I came across the word ‘sonder’ recently in the wonderful Dictionary of Obscure Sorrows.
- n. “the realization that each random passerby is living a life as vivid and complex as your own—populated with their own ambitions, friends, routines, worries and inherited craziness”.
Apparently it’s noun, though I’d use it the same way I’d use ‘wonder’, as a verb.
Nonetheless, I found myself the other evening sondering away to myself on the train home from Dublin. I’d always be at it anyway. Part of the joys of people watching, in Hanoi or in Dublin or back home.
“What do they be at?”; “What do they be thinking?”
A worthy pastime in itself, sondering with intent or without.
Rain drizzled down the windows in little showers but the sun kept threatening behind the dark grey clouds in the distance.
I’m always fascinated by the unique vantage point you get into people’s back gardens or even the back way into their field that you get only from a train. Just the different angle of a town you get that you never usually see.
The train passes the back of my Dad’s house and it does make you wonder (sonder?) what he’s up to when you’re nearly home from Dublin.
By definition, nothing else can claim the viewpoint of the train, on its tracks, which have probably been there longer than you or anyone in your family who’s still alive, as houses and buildings popped up around them over the years.
The train has a window into a secret world.
Being on a train is almost like being in a model railway if you think about it long enough.
Shtop.
The train is ideal for it as you only get a passing glimpse into these worlds and situations and scenes and setups, and sometimes if you’re in the mood for it it feels like they’re set up in those moments just for the benefit of you and the trapped model tourists on the train home. Like the toys in Toy Story when Andy bursts into the room, falling back out of character when the train passes.
Sometimes you nearly would pose for the train when it passes, wouldn’t you? Cock the hand and wave ‘til it’s gone by.
Anyway, today I got some sonders, or had some sonders, not about people, and their lives and their stories and their routines and their hopes and dreams – but about the animals.
I passed big herds and small herds and solitary animals as I stared into fields all the way home.
Cattle. Sheep. Horses.
In their various groups and formations and poses along the way. Grazing or standing or lying or scratching themselves up against a fence.
All with their own story.
Somewhere in Kildare or maybe Laois I was struck by the size of a herd of sheep scattered across huge fields, bigger than you’d see at home – and just the beauty of their fleeces. They looked extra white in mix of evening sun and shower. Some of them looked happy or at least content. Maybe they’d enjoyed the wash.

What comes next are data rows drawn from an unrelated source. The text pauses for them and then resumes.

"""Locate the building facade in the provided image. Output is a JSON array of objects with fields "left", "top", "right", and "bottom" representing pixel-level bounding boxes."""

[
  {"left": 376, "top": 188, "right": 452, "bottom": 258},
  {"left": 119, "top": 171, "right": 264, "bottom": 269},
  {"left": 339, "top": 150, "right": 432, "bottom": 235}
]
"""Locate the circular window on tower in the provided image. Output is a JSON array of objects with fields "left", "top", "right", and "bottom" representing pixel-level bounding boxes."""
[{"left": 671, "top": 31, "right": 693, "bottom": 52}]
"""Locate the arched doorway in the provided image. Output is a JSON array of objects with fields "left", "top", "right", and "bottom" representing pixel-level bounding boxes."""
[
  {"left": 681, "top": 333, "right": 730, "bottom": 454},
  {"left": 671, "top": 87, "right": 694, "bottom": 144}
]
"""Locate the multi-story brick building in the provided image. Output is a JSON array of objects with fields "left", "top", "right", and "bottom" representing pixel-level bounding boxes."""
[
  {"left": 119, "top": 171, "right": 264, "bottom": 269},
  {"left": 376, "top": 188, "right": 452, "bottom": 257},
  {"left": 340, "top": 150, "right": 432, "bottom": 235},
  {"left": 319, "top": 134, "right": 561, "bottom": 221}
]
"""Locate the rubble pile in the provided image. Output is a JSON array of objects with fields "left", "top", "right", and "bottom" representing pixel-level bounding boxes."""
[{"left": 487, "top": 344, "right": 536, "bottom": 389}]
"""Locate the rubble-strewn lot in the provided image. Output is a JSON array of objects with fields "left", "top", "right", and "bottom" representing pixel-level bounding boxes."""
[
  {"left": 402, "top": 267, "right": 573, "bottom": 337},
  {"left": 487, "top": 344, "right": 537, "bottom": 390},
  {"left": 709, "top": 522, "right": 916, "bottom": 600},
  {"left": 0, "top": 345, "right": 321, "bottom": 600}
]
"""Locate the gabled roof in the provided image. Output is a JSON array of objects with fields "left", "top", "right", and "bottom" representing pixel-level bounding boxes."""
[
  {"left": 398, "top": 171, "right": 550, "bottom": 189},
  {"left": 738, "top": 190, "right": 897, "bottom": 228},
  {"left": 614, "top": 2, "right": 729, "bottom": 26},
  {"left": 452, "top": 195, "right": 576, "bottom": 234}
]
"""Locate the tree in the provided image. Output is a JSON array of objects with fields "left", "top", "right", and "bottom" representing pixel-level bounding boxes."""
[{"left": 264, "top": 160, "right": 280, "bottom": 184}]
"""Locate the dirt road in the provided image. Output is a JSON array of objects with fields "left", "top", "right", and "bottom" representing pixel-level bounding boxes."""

Somewhere in Roscommon two jeeps caught my attention as they maneuvered to trap a few dozen sheep in a crush between two gates. A few lads doing a job on a Monday night. I could only see the backs of the mass of sheep, few faces, so I couldn’t really get a grasp on their take on the situation. I was more interested in the six or seven cattle over the way, standing in a neat enough little row over the wall – watching.
My gaze locked onto their faces for that few slow-motion seconds, as you do when something catches your eye from a moving train. The world flies by in slow motion, the object of your stare locked in place, Biocentrism and Einstein’s Theory at work.
Trying to get a handle on what they were thinking. Were they afraid? Concerned? It’s hard to think of the right word – or ever know if you’re right – when they’re a different breed of animal. Sure it’s hard enough when they’re human.
I can still picture the looks on their faces but still don’t know what they were thinking.
That’s how it is sometimes.
Somewhere in Mayo a few miles out from Claremorris we passed my Dad’s farm, just in off the main road. I could see two groups of cattle in two different fields, separated by a third. My unique vantage point meant I could see both of them but I’m not sure if they knew anything about each other.
Either way, they wouldn’t see anything now ‘cos they all had their heads down in the grass, munching, necks straining looking like they had their heads buried in their smartphones.
Being completely ignorant of their grazing cycles, and to farm matters and the real world in general, I wondered (sondered?) if those hungry cows ever had any relationships, or any other dealings, with one another.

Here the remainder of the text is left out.